People on Twitter might call this a "Humblebrag."
I'm calling it a "brag" because I like to be honest about all of my amazing accomplishments.
We all know I have blogged about GEL about a thousand (3-4) times in the last month.
One of you is nodding her head in agreement (thanks Misie).
Five of you are just nodding off.
Three of you are wondering how you got to this page by googling "Kim Jong Il."
And the majority of you can't actually read because you're under the age of 3 and arrived here by chance because Mommy forgot to close her laptop.
All this to say that my recent posts surrounding GEL and NYC and hating pretty talented people and realizing just how how dumb I really am has finally paid off.
The creator/MC/host behind GEL, Mark Hurst, read my GEL recap and well, let's just say, he and my post are going steady now.

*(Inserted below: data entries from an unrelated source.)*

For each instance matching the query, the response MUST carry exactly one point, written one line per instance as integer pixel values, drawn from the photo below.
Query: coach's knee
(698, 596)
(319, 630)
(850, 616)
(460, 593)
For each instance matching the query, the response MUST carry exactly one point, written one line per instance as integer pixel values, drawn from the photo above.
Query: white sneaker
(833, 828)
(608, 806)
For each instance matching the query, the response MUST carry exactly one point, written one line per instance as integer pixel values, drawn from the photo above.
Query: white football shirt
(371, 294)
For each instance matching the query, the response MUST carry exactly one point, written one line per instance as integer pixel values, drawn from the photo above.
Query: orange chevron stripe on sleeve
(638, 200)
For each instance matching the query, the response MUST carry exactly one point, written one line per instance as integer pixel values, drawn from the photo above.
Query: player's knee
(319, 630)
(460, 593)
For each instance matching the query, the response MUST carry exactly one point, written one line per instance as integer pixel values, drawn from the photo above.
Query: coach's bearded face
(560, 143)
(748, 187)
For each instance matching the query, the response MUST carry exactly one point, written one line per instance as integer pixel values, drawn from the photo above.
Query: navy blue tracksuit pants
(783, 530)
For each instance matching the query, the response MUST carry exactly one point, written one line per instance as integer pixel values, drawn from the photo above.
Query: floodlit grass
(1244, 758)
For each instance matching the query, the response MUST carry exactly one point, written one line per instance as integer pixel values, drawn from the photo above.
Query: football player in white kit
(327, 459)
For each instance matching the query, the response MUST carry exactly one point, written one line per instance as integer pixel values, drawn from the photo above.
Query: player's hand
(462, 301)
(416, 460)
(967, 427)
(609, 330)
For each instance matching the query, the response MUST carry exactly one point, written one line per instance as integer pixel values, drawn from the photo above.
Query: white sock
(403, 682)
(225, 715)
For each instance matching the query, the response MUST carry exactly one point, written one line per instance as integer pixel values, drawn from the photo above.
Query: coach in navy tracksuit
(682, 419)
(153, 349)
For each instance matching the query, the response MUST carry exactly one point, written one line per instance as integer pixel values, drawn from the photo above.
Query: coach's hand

OK, not true. But he did like it and posted it to his Twitter and also to his GEL recap page. So, I'm pretty famous now. So famous that if you go to his recap page, you'll notice I'm listed as "Kimi." Just "Kimi." I don't need a last name. That's the kind of status I'm reppin' these days.
Oh, Madonna? Cher? Move a little to the left, please; you're in my light, thanks....mm...what's that? You want me to get you a medium 2-pump vanilla 183-degree no foam latte double-cupped? Right away!